Successfully downloaded t10k-labels-idx1-ubyte.gz 4542 bytes.
Extracting data/train-images-idx3-ubyte.gz
Extracting data/train-labels-idx1-ubyte.gz
Extracting data/t10k-images-idx3-ubyte.gz
Extracting data/t10k-labels-idx1-ubyte.gz
Initialized!
Step 0 (epoch 0.00), 3.7 ms
Minibatch loss: 12.054, learning rate: 0.010000
Minibatch error: 90.6%
Validation error: 84.6%
Step 100 (epoch 0.12), 209.4 ms
Minibatch loss: 3.269, learning rate: 0.010000
Minibatch error: 6.2%
Validation error: 6.9%
Step 200 (epoch 0.23), 227.5 ms
Minibatch loss: 3.474, learning rate: 0.010000
Minibatch error: 12.5%
Validation error: 3.6%
Step 300 (epoch 0.35), 219.9 ms
Minibatch loss: 3.215, learning rate: 0.010000
Minibatch error: 7.8%
Validation error: 3.4%
...
# *Steps are omitted in this output*
...
Step 8500 (epoch 9.89), 238.9 ms
Minibatch loss: 1.614, learning rate: 0.006302
Minibatch error: 3.1%
Validation error: 0.8%
Test error: 0.8%

After 8500 epochs, it returns a CNN model with 0.8 validation and test error, cool!

System Highlights

After spending some time reading the initial whitepaper [1], I summarize some of the system highlights:

  • The TensorFlow computation is described by a directed graph, which is composed of a set of nodes.

  • node: values that flow along normal edges

  • control dependencies: enforce orderings, controlling the peak memory usage

  • operations and kernels: An operation has a name and represents an abstract computation, A kernel is a particular implementation of an operation that can be run on a particular type of device (e.g., CPU or GPU).

  • Client-master model: use Session interface to communicate with the master, and one or more worker processes. (TensorFlow didn’t release a native distributed computing solution until version 0.8.)
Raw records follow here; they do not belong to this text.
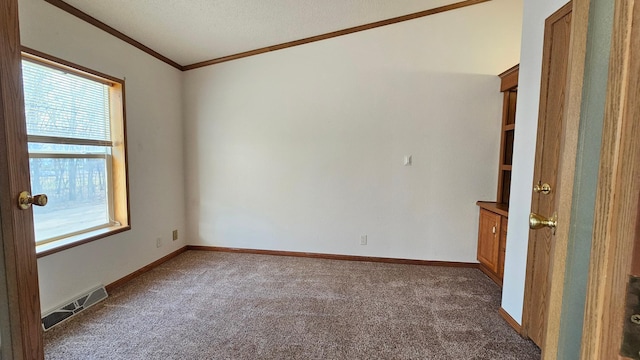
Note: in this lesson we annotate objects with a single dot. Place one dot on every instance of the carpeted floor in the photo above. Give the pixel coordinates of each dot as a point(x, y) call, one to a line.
point(211, 305)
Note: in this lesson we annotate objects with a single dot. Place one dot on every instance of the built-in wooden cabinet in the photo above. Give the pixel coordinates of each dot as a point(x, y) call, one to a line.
point(494, 216)
point(488, 239)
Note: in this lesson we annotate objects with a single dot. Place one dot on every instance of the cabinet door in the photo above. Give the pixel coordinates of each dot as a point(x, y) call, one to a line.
point(488, 236)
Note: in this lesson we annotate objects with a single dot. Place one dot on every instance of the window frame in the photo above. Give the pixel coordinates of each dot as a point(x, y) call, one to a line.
point(117, 161)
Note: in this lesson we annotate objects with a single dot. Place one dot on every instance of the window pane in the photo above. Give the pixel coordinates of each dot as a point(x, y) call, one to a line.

  • Fault tolerance: is achieved by Variable nodes that each is connected to a Save node and Restore node.

  • Gradient computation: it first finds the path in the computation graph from I to C. Then it backtracks from C to I, and for each operation on the backward path it adds a node to the TensorFlow graph

  • Many of our kernel implementations are relatively thin wrappers around such optimized libraries (e.g., cuBLAS, cuDNN).

  • Performance evaluation: they haven’t provided such a benchmark comparison with other ML systems such as Caffe and Theano at this moment. But according to some external benchmark tests [2 - 4], it is claimed to have bad performance compared to other popular libraries. We cannot say too definitively on the performance issue since it is involving rapidly thanks to the huge community.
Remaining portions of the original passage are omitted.